Schianto mortale in A22: ha perso la vita il 57enne Alberto Tellini, autista per la ditta della suocera e della moglie.

Guidava i mezzi dell’azienda, due figli

Si chiamava Alberto Telliniil 57enne che ha perso la vita ieri, mercoledì 27 febbraio 2019 nel tragico schianto che si è verificato in Autobrennero, tra il casello di Mantova Nord e Mantova Sud. Tellini di professione era autotrasportatore: lavorava nell’azienda Rami, di proprietà della moglie Raffaella e della suocera, a sua volta scomparsa all’incirca un anno fa. L’azienda produce zanzariere e ha il brevetto per la realizzazione di particolari tendine per i freezer dei supermercati, che automaticamente si alzano e si abbassano quando un cliente si deve servire dei congelatori. Tellini svolgeva la professione di autotrasportatore da anni ed era molto pratico sia della A22 che delle strade della provincia di Mantova. Originario di Borgoforte, viveva con la moglie Raffaella e due figli ancora piccoli in via Roma, qualche metro di là dal confine tra Suzzara e Motteggiana, ma già in territorio di Suzzara. L’azienda Officine Rami si trova invece al civico 10 di Strada provinciale, a Motteggiana.

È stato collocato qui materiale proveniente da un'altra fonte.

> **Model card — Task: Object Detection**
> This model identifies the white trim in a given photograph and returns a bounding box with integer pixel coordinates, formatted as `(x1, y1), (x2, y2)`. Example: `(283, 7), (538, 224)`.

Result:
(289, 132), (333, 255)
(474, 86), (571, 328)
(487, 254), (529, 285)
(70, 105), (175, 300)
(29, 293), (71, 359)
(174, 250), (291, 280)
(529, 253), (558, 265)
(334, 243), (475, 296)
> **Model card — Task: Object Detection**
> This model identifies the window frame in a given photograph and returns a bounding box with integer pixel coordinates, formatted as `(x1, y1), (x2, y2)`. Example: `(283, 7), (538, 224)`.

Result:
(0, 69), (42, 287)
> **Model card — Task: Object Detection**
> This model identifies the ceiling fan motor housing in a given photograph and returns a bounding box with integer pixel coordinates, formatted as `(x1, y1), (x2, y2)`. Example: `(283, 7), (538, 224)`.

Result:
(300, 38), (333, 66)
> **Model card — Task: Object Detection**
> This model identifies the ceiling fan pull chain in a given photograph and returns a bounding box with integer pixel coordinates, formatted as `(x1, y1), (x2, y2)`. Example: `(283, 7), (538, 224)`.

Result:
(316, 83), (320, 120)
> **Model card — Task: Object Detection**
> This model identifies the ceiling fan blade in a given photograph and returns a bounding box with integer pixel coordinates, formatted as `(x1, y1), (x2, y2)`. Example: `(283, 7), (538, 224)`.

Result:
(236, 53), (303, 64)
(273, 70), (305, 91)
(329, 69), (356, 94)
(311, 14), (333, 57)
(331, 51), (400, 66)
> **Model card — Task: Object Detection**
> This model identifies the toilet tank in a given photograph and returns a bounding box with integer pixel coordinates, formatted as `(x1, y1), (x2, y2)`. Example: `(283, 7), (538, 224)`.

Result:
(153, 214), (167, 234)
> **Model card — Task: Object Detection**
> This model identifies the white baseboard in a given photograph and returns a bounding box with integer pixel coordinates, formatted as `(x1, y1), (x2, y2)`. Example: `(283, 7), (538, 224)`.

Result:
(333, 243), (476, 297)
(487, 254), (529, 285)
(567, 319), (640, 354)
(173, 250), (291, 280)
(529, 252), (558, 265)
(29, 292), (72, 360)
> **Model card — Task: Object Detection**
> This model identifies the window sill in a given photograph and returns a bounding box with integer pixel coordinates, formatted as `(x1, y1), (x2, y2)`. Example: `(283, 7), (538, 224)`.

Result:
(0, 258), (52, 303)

La passione per le moto d’epoca

Tellini era un grande appassionato di motociclette d’epoca. Da più di vent’anni infatti, ogni anno, collaborava con la Polisportiva di Motteggiana all’organizzazione del raduno di moto d’epoca che si tiene a Motteggiana in primavera, tra la fine di maggio e l’inizio di giugno. L’azienda Rami, infatti, è tra i maggiori sponsor della manifestazione motociclistica che si svolge ogni anno e tocca i territori di diversi comuni della Bassa.

Lo schianto e il decesso in ospedale

L’impatto fatale si è verificato ieri, mercoledì 27 febbraio 2019, lungo la carreggiata sud dell’Autobrennero, tra i caselli di Mantova Nord e Mantova Sud. Tellini stava facendo rientro a Motteggiana dopo aver concluso una consegna. Nei pressi del punto dove si è verificato l’impatto, ci sono alcuni lavori in corso, con un restringimento della carreggiata: capita quindi che si formino alcune code. Il 57enne stava arrivando a bordo del Fiat Ducato dell’azienda a velocità sostenuta, quando è andato ad impattare in modo violentissimo contro il rimorchio di un camion che era fermo in coda. Il Ducato si è accartocciato contro il retrotreno del mezzo pesante in uno spaventoso incidente. Le cause del fatale sinistro non sono del tutto chiare: forse una distrazione, forse un abbaglio provocato dal sole. Subito sono scattati i soccorsi, con l’arrivo di vigili del fuoco, sanitari del 118 e vigili del fuoco. I medici, viste le condizioni gravissime del 57enne, hanno tentato tutte le strade, compreso l’uso del defibrillatore. Non appena stabilizzato, Tellini è stato caricato sull’elisoccorso che nel frattempo era giunto sul posto e portato all’ospedale di Cremona con somma urgenza. Troppo gravi, però, i traumi riportati nel violentissimo scontro: il 57enne è venuto a mancare solamente pochi minuti dopo essere giunto nel nosocomio. Ora la salma si trova alle camere mortuarie dell’ospedale cremonese a disposizione dell’autorità giudiziaria.